Lewis is the NFL's second-longest-tenured coach, behind only Bill Belichick of New England. Lewis is coming off two disappointing seasons and has no playoff wins during his 15 years with the team -- the longest tenure in franchise history -- despite seven trips to the postseason.
"My family and I are very grateful for the opportunity to stay in Cincinnati and continue my career with the Bengals," Lewis said in a statement. "My job is to win a World Championship. We have a talented roster full of veteran leaders and emerging young stars, and I am committed to making the necessary improvements to put this team in the best position to win."
ESPN reported last month that Lewis planned to leave after the season. But Lewis always planned a postseason sit-down with owner Mike Brown, and sources say Brown was able to address Lewis' concerns enough to convince the coach to sign on for two more years. Coaches and people in the organization, expecting Lewis to leave, were surprised and pleased to learn he would be staying, according to sources.

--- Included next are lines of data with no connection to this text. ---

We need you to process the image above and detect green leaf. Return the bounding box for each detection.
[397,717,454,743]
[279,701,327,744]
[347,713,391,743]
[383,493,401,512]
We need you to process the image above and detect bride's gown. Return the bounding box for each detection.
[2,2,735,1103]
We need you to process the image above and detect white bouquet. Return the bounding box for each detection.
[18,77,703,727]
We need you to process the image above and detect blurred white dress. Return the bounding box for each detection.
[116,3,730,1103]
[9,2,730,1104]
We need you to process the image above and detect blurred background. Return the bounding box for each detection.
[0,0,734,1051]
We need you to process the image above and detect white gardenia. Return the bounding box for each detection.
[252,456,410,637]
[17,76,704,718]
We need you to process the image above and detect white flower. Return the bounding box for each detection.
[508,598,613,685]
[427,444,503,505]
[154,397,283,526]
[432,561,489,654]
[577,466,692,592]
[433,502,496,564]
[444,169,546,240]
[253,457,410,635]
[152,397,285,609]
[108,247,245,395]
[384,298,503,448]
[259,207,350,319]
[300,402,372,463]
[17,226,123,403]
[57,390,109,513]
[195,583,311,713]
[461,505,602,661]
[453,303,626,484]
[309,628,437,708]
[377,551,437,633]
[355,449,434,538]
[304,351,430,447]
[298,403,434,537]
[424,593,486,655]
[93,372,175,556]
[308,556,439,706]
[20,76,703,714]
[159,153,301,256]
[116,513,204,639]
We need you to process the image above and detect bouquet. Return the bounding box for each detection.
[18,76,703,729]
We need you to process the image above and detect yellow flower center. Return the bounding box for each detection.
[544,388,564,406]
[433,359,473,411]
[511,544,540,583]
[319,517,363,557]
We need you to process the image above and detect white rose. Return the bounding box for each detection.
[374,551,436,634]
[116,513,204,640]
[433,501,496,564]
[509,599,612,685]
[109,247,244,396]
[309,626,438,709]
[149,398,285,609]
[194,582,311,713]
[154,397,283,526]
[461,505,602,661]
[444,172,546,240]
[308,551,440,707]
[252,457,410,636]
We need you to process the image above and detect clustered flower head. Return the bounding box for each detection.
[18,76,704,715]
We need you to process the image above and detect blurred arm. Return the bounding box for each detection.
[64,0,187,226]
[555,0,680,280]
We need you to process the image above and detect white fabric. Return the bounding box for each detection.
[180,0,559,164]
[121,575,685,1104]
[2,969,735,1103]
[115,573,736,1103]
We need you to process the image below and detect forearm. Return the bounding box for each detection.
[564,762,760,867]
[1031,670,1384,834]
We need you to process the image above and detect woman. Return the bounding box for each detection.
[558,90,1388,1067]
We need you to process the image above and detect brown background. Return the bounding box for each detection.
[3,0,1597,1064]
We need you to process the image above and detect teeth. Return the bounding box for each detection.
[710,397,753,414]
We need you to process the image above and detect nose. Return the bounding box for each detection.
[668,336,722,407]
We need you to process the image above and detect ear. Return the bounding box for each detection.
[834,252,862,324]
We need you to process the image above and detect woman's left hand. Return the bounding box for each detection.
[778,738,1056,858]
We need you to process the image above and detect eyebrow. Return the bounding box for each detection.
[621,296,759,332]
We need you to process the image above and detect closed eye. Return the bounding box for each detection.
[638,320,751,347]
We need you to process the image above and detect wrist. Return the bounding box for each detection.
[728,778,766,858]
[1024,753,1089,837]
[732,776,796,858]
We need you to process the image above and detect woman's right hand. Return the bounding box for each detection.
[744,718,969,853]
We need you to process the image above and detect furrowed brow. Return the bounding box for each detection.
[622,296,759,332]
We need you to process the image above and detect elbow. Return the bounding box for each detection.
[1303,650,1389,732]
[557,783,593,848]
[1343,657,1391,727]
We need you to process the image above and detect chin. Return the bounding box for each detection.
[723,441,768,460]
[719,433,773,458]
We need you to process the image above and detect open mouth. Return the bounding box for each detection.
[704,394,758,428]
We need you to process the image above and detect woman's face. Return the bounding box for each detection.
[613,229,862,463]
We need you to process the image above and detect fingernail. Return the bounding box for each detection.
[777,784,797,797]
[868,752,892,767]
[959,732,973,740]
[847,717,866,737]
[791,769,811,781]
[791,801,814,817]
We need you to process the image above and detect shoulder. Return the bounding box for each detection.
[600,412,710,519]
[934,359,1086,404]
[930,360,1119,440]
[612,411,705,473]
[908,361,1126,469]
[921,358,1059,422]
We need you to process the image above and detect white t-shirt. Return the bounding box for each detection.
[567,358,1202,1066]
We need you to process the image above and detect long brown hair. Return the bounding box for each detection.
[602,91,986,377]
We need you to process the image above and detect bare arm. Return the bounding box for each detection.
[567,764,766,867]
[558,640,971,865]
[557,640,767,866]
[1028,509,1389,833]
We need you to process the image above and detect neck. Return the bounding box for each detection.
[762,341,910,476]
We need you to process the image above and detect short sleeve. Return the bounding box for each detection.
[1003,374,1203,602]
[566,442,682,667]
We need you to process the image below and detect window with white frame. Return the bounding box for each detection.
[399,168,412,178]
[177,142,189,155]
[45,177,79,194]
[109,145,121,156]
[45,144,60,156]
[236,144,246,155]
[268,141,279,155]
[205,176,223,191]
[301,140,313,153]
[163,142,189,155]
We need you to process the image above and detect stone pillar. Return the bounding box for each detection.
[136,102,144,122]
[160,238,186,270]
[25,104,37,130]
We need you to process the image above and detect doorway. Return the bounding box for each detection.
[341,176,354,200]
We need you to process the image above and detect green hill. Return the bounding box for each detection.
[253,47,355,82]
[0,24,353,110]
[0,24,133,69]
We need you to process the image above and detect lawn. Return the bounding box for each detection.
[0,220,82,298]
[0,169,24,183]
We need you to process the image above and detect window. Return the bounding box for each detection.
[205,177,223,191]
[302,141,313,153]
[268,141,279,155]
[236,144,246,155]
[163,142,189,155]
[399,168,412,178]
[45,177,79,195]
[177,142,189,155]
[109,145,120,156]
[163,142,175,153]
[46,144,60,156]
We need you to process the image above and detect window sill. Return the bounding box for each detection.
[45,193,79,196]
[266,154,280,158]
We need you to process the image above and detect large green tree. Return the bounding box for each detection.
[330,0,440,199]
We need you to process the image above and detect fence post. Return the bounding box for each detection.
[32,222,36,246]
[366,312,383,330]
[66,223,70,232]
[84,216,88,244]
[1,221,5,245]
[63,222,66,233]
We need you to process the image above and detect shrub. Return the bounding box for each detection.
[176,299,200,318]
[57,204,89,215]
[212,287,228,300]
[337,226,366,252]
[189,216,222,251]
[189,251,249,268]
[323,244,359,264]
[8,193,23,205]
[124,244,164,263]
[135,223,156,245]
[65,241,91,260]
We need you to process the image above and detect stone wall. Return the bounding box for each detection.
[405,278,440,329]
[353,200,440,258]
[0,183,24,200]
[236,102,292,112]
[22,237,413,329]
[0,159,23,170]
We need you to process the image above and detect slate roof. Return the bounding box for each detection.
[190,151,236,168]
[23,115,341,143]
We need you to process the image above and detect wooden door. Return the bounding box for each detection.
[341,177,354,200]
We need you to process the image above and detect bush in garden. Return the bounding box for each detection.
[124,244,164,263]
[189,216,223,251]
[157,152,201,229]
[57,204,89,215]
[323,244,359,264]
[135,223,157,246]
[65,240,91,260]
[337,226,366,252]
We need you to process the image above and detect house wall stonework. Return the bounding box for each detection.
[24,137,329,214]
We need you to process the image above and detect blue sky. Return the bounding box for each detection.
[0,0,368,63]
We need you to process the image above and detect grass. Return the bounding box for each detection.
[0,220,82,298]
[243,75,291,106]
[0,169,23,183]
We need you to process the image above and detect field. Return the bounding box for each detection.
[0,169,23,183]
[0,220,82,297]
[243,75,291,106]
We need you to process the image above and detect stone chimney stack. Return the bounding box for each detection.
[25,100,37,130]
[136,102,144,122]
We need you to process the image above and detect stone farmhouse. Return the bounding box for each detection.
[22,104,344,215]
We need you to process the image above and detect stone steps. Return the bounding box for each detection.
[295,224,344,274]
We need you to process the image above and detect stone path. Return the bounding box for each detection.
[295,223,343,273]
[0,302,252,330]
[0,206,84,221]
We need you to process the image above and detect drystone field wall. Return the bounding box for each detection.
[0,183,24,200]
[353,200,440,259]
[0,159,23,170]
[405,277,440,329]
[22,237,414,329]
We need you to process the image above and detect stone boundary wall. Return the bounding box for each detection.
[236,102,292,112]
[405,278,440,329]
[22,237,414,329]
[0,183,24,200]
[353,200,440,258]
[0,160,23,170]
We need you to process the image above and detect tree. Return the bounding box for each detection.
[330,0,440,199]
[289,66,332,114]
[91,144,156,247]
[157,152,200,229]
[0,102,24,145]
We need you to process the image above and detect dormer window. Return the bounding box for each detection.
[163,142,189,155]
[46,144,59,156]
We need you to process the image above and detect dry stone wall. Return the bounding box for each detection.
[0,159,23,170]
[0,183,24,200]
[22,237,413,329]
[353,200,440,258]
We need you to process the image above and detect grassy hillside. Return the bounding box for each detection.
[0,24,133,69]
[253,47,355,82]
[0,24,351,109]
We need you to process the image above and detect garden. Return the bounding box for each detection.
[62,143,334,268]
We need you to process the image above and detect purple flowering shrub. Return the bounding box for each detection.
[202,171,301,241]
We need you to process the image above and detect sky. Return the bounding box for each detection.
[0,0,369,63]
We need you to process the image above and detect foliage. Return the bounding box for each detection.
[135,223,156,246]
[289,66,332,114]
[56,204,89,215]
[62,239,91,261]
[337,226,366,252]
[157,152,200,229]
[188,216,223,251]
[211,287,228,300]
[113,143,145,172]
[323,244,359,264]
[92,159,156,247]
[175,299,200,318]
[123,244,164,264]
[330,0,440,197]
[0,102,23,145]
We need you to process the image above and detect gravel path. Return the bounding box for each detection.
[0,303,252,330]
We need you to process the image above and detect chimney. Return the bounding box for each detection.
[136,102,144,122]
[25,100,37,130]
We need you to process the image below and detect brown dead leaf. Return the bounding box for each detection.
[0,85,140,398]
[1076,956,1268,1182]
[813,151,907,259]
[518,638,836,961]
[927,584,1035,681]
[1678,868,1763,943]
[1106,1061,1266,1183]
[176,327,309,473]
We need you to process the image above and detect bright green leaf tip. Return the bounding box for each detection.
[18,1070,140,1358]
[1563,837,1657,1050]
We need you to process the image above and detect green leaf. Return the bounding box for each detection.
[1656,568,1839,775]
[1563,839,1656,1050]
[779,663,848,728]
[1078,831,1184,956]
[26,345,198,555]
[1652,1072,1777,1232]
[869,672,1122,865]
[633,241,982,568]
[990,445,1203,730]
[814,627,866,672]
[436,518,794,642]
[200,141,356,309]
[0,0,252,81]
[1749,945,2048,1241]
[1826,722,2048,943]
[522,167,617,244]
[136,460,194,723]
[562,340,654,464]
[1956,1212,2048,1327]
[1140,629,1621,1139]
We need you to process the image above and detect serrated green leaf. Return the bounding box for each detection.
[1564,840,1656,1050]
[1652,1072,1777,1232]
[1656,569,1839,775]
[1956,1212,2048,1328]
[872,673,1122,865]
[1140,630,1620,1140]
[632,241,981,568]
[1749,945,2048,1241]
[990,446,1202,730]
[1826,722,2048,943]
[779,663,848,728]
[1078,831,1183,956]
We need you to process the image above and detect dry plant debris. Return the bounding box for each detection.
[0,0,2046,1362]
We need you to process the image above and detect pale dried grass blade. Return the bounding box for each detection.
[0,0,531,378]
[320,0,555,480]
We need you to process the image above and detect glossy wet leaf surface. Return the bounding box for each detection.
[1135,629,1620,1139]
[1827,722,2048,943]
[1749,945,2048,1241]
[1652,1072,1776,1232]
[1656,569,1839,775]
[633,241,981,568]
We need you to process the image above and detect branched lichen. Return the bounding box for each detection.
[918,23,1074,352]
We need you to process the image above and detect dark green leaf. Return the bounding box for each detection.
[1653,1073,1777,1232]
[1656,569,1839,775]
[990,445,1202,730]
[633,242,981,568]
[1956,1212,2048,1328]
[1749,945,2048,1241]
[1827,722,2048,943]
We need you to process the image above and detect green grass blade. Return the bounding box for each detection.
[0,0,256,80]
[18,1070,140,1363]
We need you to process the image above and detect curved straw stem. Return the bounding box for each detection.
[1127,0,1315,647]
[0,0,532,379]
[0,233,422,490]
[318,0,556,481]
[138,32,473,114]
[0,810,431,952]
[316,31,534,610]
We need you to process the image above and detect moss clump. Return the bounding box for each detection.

Lewis, 59, may have been seeking more control over changes in the staff and the ability to be more aggressive in free agency. The Bengals value continuity and rarely make staffing changes. Some of the assistants, including offensive line coach Paul Alexander, have been with the franchise since before Lewis arrived or since his first season.
Defensive coordinator Paul Guenther, a potential candidate to replace Lewis had the team changed head coaches, will leave the organization to pursue opportunities elsewhere, a source told ESPN.
Guenther has an expiring contract, and he is expected to be a leading candidate to become defensive coordinator with the Oakland Raiders?when Jon Gruden takes that job, a source told ESPN's Adam Schefter.
The Bengals rarely pursue big names in free agency and prefer to build through the draft. They've also lost some of their best players to other teams, including Andrew Whitworth, Kevin Zeitler and Marvin Jones, all of whom would have likely helped their last-place offense.
Although the 11th-hour return is surprising, there is a precedent for it. Lewis last went into the final year of a contract in 2010, but he ended up returning. Lewis and Brown had not come to an agreement prior to that season, partially because Lewis was seeking some concessions from Brown, including more control of personnel. Lewis and Brown decided to move forward together after two days of discussions following a 4-12 finish that season.
The Bengals began their run of success after that, drafting quarterback Andy Dalton and wide receiver A.J. Green and making a run of five straight playoff berths.
Lewis helped rebuild a Bengals franchise that was considered an NFL's laughingstock when he accepted the job in 2003. The Bengals have won four AFC North titles under Lewis.
He has posted a 125-112-3 record in his 15 seasons and is the Bengals' all-time leader in wins, losses and postseason appearances.?He is the only coach in NFL history to lose his first seven postseason games, according to the Elias Sports Bureau.